The Alleys separated soon afterward. He moved in with his parents in Collinsville, and she returned to her parents’ mobile home in Figsboro. She was charged with felony child abuse, and he was given custody of Brooke. (Shortly before the baby’s death, the Alleys told a judge they were reconciling, a circumstance that led to the mother gaining joint custody of Brooke.)
At one of several custody hearings, Alley’s doctor testified that she had abruptly developed postpartum depression and psychosis soon after giving birth. She was being treated with Paxil, a drug that belongs to the same medicinal family as Prozac.
The most notable case involving postpartum depression occurred a decade ago in Orange County, Calif., where a jury convicted Sherry Massip of killing her child, only to have a judge overturn the conviction because Massip suffered from the illness. The ruling was the first to focus the nation’s attention on postpartum depression, if only for a short while.
“We have many women in prison who shouldn’t be,” said Honikman. “These are people who are having psychiatric illnesses, hearing voices. They’re extremely ill.
“But this nation is so ignorant about postpartum depression.”
It’s unclear if Reynolds, Alley’s attorney, will use the woman’s postpartum depression to have her plead not guilty by reason of insanity. Alley is in jail on a $1 million bond, and Reynolds is not talking publicly about the case.
Fraser-Vaselakos, the Illinois psychiatrist, said an insanity plea is in order. “Absolutely. I don’t think it’s a cop-out. I think it’s a valid defense. I think she would be better served by being in some sort of counseling, not jail.”
Henry Commonwealth’s Attorney Robert Bushnell said he is indifferent. A first-degree murder conviction could put Alley behind bars for life, he said; and if the court finds her not guilty by reason of insanity, she would be sent to a state mental institution, possibly for life.

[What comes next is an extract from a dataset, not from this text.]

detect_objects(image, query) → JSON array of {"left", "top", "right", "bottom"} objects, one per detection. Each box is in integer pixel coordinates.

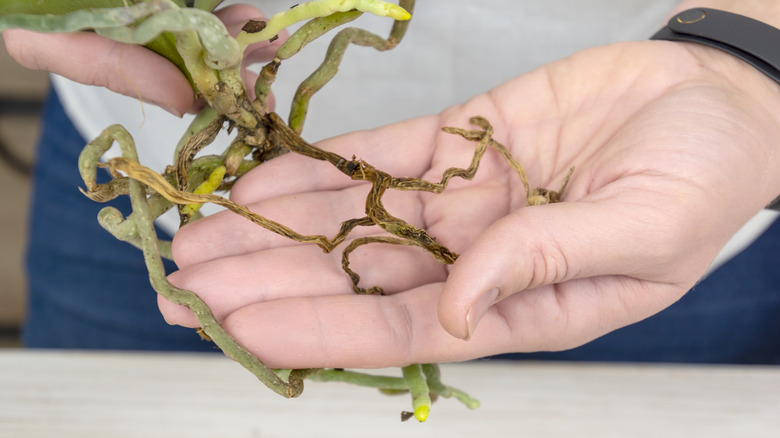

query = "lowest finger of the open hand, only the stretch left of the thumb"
[{"left": 223, "top": 283, "right": 501, "bottom": 368}]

“That first-degree murder charge is going to remain,” he said.
Baldillez, who killed her baby boy six years ago, said mothers who suffer from postpartum depression and kill their children are often punished enough when they come to their senses and realize they have committed one of the most horrible acts imaginable. Alley, she said, deserves psychiatric care, not imprisonment.
However, Baldillez said she never fought the charge against her. She pleaded guilty. “For myself, I needed to serve time,” she said. “I just felt so bad about what I had done.”